Bundling, Unbundling, and Rebundling

More from Andreessen.  I am not sure about the first proposition that there is a massive oversupply of content — once you get rid of the distribution constraint — even if one does not adopt the Ari Emanuel position.  There is still a significant place for premium content, even if that premium content starts to be created in new innovative ways.

The second point about rebundling is more interesting, which suggests success on the Internet comes from creating new distribution models.

The challenge I think is that in newspapers, magazines, and television, in particular, and books to a certain extent, you had businesses that looked like they were content businesses but were actually distribution businesses. They had controlled distribution rights on the newsstand, on your front porch, on the cable or broadcast dial.

The problem is, you remove the distribution constraint, all of a sudden you get a massive oversupply of content in each of those categories, and then of course prices come crashing down. And then the adjustment process for an incumbent that’s used to being a monopoly and has a high cost structure, then has a big problem relative to all the new entrants that have tiny cost structures or, you know, user-generated content, like YouTube, with no cost structure. The interesting thing that’s happening right now, though, is what you might call re-intermediation?
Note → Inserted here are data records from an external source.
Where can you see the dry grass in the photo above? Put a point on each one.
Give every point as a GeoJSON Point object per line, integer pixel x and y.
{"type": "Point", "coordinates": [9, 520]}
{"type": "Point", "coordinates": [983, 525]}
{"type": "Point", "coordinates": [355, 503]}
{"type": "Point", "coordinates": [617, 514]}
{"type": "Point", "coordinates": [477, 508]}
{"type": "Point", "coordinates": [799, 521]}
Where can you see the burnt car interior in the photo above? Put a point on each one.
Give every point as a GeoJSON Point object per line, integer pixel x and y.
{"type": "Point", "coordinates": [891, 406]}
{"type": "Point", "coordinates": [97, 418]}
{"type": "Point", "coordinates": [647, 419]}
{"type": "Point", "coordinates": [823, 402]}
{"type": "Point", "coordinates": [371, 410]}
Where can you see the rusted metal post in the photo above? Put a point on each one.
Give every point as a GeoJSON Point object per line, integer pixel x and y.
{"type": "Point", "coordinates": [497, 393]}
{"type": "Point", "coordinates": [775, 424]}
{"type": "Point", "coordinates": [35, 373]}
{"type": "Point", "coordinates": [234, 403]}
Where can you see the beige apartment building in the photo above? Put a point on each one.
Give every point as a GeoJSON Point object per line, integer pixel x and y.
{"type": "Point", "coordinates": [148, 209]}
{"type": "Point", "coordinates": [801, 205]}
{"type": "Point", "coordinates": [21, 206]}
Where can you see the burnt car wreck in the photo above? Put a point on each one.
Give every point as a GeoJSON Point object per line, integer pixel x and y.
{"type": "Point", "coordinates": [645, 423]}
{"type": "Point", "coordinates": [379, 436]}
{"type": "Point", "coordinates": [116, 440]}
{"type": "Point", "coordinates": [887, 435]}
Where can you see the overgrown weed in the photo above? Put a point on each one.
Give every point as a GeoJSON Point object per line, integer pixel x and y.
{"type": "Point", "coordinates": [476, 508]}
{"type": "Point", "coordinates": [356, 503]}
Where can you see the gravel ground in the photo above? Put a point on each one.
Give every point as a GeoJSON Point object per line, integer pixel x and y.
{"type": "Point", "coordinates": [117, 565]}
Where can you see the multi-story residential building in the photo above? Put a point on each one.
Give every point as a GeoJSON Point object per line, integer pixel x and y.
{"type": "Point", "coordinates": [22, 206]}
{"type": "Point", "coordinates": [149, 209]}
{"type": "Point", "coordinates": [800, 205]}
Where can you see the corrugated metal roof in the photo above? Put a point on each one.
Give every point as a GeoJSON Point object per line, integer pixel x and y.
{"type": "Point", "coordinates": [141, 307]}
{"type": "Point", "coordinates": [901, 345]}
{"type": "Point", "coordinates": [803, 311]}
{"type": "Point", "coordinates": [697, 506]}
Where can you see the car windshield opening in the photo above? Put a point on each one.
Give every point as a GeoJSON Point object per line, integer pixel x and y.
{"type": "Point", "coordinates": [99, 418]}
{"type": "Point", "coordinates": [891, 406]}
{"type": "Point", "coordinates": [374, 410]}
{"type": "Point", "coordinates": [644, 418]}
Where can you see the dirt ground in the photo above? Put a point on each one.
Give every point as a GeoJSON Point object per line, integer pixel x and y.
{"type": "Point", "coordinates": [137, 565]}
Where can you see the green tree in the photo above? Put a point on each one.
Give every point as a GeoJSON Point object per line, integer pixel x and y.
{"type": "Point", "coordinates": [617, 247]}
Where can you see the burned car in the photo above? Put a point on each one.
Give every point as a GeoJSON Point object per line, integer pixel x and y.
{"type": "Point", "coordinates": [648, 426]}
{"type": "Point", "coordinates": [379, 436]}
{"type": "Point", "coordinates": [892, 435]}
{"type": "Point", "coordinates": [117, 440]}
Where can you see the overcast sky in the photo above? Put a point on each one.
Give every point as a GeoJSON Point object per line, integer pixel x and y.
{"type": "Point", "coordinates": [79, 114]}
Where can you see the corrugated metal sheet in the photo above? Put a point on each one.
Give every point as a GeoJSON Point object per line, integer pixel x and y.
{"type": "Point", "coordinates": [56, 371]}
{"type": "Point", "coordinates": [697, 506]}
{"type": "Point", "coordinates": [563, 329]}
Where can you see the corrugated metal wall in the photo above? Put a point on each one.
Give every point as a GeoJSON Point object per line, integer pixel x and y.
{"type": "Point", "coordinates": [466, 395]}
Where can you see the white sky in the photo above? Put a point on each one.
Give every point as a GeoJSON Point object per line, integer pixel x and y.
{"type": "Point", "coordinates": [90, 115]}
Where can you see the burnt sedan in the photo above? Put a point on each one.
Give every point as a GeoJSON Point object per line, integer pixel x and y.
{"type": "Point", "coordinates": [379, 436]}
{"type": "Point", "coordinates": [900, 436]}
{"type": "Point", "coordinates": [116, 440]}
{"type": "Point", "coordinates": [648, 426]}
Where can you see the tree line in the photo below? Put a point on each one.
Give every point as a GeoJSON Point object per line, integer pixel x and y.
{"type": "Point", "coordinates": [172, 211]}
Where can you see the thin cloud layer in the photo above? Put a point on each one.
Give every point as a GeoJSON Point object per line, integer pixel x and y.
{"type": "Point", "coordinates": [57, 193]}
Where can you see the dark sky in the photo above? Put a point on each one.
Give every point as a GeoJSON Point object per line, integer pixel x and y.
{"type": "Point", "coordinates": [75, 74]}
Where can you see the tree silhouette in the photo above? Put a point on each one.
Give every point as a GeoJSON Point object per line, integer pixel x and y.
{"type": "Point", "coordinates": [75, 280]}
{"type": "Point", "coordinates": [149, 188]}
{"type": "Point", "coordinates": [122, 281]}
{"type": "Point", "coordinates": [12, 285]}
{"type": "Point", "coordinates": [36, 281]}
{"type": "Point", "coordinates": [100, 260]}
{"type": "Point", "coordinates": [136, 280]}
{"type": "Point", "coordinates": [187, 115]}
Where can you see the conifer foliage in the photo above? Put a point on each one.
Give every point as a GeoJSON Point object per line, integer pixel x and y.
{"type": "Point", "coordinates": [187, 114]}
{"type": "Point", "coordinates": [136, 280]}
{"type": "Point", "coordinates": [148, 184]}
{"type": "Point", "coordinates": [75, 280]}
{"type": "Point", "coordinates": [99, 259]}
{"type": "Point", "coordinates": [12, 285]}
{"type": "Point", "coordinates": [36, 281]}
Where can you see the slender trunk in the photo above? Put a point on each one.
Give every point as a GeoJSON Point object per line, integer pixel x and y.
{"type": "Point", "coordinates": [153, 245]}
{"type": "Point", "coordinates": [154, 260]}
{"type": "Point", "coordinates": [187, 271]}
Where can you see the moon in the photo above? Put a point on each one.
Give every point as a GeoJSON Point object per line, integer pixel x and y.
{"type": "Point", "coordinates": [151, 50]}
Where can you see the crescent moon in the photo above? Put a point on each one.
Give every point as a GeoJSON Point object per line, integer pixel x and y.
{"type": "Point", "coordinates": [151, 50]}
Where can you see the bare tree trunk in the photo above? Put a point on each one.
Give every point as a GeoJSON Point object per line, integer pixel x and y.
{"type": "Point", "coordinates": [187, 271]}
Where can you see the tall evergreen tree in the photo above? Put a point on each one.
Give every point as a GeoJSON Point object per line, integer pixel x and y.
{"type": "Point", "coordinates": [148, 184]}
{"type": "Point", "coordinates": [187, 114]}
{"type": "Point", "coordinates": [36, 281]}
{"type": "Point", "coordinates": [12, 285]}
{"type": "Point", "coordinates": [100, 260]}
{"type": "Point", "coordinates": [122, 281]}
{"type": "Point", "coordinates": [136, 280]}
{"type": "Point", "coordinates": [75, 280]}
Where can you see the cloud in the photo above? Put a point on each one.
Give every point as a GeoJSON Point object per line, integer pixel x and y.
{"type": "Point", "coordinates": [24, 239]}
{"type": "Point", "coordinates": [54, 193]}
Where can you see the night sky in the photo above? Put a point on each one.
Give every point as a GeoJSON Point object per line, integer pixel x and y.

Think of it as rebundling. My old boss, Jim Barstow, used to say there’s only two ways to make money in business: One is to bundle; the other is unbundle. Basically media is getting rebundled. And so you’ve got these new models—Spotify in music, Netflix (NFLX) in video, and Amazon (AMZN) in eBooks, right?—that are rebundling media together and, by the way, building very big companies around it, just very different kinds of companies than the ones that used to dominate.